Alex Komoroske yes has always been at odds with the shadowy side of Massive Tech. Although he sharpened his product management skills at Google and Stripe, he was never comfortable with the industry prioritizing profits over people. Once, while working at Google, he was extolling the social benefits of a project, only to be met with the following words: “Oh, Alex, you’d be a vice president by now if you only stopped thinking about the consequences of your actions.”
Since that 2010 event, revenues and valuations in the tech industry have skyrocketed, as has the negligent disregard for users. “It’s disgusting to see the current industry,” Komoroske says.
Now he’s doing something about it. Today Komoroske and a loose group of interested technologists are releasing Resonance Calculation Manifestoan idealistic set of principles that seeks to rally Silicon Valley around the values lost in the pursuit of hyperscale and maximizing shareholder value. Komoroske and his co-authors invite anyone who, um, resonates with this jeremiad to sign it and promote these values in the products they create. The manifesto is accompanied by a joint document containing “resonant computing theses” where the community itself can provide input on common principles. (Think: Martin Luther with a Google Workspace account).
“Many of us remember Silicon Valley, a world of innovation where we felt comfortable,” Techdirt founder Mike Masnick, co-author of the manifesto, said at WIRED’s Massive Interview event Thursday during the manifesto’s launch panel. “Many of us have noticed that we no longer feel this feeling.”
Komoroske added that the manifesto is a response to cynicism and that the values it contains are ideals that people in the Valley want to strive for, even if it may not seem like it on the surface.

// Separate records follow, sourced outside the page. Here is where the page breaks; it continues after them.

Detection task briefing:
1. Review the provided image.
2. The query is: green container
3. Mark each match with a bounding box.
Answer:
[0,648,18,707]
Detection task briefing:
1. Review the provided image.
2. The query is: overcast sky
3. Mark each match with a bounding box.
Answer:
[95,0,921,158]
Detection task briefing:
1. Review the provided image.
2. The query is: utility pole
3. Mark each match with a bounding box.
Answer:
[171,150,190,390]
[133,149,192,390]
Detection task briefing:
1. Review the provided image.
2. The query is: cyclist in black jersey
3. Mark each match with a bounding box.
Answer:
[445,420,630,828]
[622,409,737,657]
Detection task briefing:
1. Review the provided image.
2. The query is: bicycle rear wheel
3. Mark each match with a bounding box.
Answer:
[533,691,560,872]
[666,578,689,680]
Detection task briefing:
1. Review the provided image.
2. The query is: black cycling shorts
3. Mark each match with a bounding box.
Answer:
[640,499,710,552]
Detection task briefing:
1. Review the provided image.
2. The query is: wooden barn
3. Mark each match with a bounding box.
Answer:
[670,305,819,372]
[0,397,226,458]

The idea for the manifesto came from an informal “think tank,” as Komoroske calls it, made up of technologists concerned about the state of Silicon Valley. They started a group chat, met in person every few weeks, and about once a year they rented an Airbnb in the woods and planned the game for the future.
“The second year we did this, we did generative AI – two weeks before ChatGPT came out,” Komoroske says. When he saw the OpenAI chatbot shortly thereafter, “I thought: Oh shit, LLMs are going to be as important as the printing press, electricity and the Internet,” Komoroske says. He was fascinated by the technology, but at the same time he understood then and now that LLMs can be incredibly disruptive simply because they are in the “engagement-maximizing machine” of the Internet.

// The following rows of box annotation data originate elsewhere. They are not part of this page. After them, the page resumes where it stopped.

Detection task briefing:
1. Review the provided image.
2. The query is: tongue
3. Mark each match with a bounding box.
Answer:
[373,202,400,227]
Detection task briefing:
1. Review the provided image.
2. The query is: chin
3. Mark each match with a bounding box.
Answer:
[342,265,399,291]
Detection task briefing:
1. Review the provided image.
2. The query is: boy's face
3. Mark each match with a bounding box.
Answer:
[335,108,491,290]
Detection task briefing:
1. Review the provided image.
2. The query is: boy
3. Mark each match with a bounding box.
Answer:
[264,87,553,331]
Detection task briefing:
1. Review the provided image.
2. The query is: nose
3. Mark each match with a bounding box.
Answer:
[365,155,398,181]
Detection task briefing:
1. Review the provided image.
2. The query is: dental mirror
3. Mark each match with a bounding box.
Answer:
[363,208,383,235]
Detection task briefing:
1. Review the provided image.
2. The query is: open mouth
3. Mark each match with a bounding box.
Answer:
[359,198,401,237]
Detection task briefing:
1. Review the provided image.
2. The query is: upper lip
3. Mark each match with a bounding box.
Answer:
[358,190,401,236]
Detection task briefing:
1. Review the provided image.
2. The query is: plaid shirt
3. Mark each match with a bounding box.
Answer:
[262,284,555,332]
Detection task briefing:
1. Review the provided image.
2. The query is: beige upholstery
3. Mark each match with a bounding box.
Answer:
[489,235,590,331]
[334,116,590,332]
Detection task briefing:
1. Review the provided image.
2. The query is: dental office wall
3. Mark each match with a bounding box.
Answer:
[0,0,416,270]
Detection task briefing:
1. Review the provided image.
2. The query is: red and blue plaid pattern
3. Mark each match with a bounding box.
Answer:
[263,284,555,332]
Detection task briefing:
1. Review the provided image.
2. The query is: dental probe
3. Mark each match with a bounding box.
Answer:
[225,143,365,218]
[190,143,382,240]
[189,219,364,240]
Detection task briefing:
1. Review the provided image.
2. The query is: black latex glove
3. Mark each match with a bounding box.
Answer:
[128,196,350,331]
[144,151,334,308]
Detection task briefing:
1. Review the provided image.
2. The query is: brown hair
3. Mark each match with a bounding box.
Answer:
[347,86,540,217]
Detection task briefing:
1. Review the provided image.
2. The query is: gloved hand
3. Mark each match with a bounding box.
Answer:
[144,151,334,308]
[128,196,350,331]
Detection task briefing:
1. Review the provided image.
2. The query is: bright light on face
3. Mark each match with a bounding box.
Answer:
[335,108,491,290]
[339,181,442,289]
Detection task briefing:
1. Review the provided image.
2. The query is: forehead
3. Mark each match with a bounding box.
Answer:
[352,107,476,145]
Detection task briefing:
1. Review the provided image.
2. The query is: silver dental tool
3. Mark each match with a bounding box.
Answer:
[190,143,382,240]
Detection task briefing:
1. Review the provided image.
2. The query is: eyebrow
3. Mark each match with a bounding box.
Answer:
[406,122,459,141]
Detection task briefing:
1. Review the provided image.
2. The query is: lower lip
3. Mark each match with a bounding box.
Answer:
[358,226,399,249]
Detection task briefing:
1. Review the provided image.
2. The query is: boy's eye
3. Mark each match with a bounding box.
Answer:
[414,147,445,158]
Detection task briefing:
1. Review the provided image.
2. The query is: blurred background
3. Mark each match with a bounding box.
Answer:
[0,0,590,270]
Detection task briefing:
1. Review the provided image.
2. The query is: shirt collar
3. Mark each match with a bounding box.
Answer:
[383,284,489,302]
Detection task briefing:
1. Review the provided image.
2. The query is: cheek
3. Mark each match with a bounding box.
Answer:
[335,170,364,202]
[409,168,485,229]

By 2025, it was clear to Komoroske and his colleagues that Massive Tech had moved far from its early idealistic principles. As Silicon Valley became more closely aligned with political interests, the idea of charting a different course emerged within the group, and a chance suggestion led to a process through which some members of the group began drafting what became today’s manifesto. They chose the word “resonant” to describe their vision mainly because of its positive connotations. As the documentary explains: “It is the experience of encountering something that speaks to our deeper values.”